Style + Beauty

Are Oxygen Facials The New Botox?


What are some celebrities claiming is a fountain of youth? You're breathing it right now.

The so-called oxygen facial, which counts Madonna among its fans, has grown in popularity among women looking to stop time in its tracks.

During treatment, an aesthetician applies pressurized oxygen, acid and a customized serum to the skin to reveal visibly plumper, younger-looking skin. But does it work?

“The skin often looks more firm and smooth after the first treatment and the benefits are cumulative,” says Arizona-based Heidi Lamar, who claims that her business, Spa Lamar, was the among the first to introduce the oxygen facial and has provided the service for more than 10 years.

“Many of our guests have been getting these treatments monthly since we started giving them and say this preventive treatment has helped them avoid plastic surgery," she adds. "Oxygen facials do not work like Botox, by paralyzing your expression lines, so you friends will still be able to tell if you are happy or not, which is important because our oxygen facial regulars tend to smile a lot!”

Dr. Marina Peredo, an associate clinical professor of dermatology at Mount Sinai Hospital in New York, notes that the treatment may be ideal for those looking for a less painful way to fight aging.

“Oxygen is a necessity if you want to have healthy, youthful looking skin,” says Peredo. “This facial is great because it helps protect and reverse damage from environmental pollutants that can harm our skin. It also helps the overall texture of your skin, which feels smoother after this facial. The oxygen facial reduces the appearance of lines and wrinkles by releasing moisturizers onto the skin, which absorb quickly with the help of oxygen. It's an ultimate hydrator that infuses vitamins and nutrients into the skin."

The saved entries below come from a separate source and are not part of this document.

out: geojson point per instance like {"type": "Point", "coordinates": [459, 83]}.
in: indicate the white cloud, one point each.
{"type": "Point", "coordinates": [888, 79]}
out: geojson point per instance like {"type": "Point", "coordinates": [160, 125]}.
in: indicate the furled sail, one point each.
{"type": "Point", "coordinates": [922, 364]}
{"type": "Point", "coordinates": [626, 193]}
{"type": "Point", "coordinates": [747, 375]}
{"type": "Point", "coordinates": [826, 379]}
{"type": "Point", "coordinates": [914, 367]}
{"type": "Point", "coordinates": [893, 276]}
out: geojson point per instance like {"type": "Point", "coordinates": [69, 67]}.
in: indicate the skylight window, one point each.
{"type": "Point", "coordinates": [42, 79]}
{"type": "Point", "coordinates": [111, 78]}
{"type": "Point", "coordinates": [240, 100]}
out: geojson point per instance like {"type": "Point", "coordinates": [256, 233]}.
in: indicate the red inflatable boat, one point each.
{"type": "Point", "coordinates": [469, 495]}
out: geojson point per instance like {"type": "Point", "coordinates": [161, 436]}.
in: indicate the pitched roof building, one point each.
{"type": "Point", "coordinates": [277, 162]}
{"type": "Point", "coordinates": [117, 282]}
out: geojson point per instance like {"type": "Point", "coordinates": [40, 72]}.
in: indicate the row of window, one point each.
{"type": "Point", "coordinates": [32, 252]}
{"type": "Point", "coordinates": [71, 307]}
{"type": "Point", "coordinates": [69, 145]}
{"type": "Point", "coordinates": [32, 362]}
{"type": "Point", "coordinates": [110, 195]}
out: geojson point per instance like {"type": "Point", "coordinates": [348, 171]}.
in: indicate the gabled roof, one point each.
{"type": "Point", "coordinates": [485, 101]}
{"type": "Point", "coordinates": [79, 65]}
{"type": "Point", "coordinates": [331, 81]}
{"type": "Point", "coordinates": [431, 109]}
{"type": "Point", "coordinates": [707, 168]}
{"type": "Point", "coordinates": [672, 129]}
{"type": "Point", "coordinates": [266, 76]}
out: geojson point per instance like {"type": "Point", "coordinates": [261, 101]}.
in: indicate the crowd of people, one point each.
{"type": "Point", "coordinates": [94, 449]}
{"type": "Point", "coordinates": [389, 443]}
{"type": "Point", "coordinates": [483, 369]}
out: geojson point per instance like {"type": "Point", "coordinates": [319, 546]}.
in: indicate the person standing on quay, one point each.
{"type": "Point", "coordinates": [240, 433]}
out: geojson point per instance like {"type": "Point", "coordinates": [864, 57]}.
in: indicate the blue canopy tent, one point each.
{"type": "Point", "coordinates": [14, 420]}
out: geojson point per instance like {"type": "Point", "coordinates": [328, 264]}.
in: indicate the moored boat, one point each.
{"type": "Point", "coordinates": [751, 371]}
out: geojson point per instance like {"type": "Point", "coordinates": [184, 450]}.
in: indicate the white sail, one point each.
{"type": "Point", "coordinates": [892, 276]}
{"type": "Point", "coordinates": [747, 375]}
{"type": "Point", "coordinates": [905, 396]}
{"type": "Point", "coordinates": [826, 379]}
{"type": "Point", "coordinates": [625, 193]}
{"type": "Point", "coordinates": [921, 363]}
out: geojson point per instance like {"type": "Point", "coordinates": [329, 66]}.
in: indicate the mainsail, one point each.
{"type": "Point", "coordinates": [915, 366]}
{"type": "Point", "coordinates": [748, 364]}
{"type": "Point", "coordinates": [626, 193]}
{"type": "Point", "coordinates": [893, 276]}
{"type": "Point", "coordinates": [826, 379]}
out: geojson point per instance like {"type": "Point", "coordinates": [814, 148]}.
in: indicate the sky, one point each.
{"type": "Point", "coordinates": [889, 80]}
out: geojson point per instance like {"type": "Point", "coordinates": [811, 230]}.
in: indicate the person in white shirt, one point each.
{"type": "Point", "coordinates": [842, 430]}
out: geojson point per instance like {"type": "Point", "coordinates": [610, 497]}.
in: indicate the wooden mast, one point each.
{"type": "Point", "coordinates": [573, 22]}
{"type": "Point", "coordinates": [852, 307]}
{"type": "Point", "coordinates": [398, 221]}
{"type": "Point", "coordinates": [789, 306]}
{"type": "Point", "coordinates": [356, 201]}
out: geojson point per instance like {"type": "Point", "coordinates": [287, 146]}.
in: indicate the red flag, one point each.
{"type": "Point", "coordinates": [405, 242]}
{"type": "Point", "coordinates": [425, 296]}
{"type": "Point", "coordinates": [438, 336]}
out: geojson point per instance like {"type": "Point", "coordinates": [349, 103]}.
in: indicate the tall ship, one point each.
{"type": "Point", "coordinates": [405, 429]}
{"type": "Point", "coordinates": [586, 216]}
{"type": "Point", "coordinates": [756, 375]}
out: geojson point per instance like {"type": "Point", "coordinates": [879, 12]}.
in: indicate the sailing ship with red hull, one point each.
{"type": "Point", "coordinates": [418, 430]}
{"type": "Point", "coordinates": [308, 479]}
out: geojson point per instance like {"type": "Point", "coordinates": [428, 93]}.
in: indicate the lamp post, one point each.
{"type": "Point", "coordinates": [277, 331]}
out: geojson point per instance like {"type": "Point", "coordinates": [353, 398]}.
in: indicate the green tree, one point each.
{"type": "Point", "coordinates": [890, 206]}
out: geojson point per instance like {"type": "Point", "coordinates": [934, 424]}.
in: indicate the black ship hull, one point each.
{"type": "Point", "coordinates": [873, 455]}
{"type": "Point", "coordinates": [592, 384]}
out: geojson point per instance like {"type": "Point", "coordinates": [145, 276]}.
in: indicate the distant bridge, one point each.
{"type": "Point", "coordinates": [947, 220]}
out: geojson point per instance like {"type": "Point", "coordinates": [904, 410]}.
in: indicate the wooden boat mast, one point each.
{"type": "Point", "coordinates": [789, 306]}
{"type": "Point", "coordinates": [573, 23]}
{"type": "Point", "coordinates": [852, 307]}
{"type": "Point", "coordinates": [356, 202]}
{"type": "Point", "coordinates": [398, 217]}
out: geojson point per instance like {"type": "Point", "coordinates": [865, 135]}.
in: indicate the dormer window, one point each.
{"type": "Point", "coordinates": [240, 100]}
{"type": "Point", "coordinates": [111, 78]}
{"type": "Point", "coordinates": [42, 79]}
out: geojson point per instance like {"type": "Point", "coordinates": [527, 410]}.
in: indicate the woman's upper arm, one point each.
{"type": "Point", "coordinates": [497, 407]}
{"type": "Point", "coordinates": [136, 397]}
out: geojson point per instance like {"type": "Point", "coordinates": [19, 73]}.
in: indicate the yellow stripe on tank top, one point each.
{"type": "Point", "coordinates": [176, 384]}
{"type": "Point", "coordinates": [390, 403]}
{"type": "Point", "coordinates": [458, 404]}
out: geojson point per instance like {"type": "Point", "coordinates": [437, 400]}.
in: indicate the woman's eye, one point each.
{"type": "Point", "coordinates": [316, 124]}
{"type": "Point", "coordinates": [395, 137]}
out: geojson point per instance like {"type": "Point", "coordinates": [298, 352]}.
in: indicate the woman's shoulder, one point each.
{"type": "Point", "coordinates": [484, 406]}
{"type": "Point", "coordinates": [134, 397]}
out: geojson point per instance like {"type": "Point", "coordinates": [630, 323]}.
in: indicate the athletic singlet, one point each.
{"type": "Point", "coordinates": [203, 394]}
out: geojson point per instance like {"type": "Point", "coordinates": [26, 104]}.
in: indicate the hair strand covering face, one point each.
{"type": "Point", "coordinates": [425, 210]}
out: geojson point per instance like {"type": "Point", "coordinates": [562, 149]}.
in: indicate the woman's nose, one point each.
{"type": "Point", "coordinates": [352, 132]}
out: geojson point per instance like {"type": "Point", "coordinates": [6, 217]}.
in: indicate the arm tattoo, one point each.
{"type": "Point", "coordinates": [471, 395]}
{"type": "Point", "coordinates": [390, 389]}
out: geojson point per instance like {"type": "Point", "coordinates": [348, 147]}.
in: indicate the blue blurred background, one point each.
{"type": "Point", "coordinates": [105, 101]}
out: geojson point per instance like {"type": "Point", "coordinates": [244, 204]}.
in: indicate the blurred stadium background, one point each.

With the exposure of environmental pollutants and damaging sun rays, many can understand the oxygen facial’s appeal, which works with an element that’s essential to the body.

“As we age, our bodies are less able to readily assimilate the oxygen in our blood into the skin,” explains Leslie Christensen, regional spa manager at fitness club Equinox in New York City. “This leads to a drop in a multitude of issues, including a reduction of collagen and elastin production in the skin, which in effect, leads to the quintessential signs of aging, such as fine lines. When pressurized, the oxygen helps the skin absorb the infused serums, which are customized to treat the specific needs of the skin.”

Oxygen facials may be a soothing experience for those seeking a day of pampering, but when it comes to eliminating the signs of aging permanently, some experts say it's a lot of hot air.

“Although this all sounds very intriguing, especially when celebrities like Madonna sing its praises, there is no scientific evidence showing that it works to do anything beneficial to the skin in the long term,” explains Dr. Whitney Bowe, clinical assistant professor of dermatology at SUNY Downstate Medical Center. “Most of these so-called plumping effects are likely the result of temporary inflammation and swelling. Microdermabrasion creates that same type of temporary swelling.”

There is also the cost, with the average running between $200 and $500. In addition, there are monthly maintenance treatments to ensure that the face stays fresh. Unlike Botox, which Dr. Bowe points out is approved by the FDA, the oxygen facial is not. Plus, you don’t need to be a medically-licensed dermatologist to administer the treatment.

“I’ve treated a number of patients who feel as though they wasted their money on spa treatments that provided very transient benefits, and they come asking for treatments with proven long-term and anti-aging effects,” adds Dr. Bowe.

Plastic surgeon Dr. James C. Marotta also warns that the oxygen facial can do more harm than good for those attempting to erase lines and blemishes.

“I doubt that the oxygen penetrates the skin in any meaningful way,” he says. “Even if it did, the effects of concentrated oxygen are not known and there is even a theoretical danger in that oxygen can generate free radicals, which can lead to more skin damage."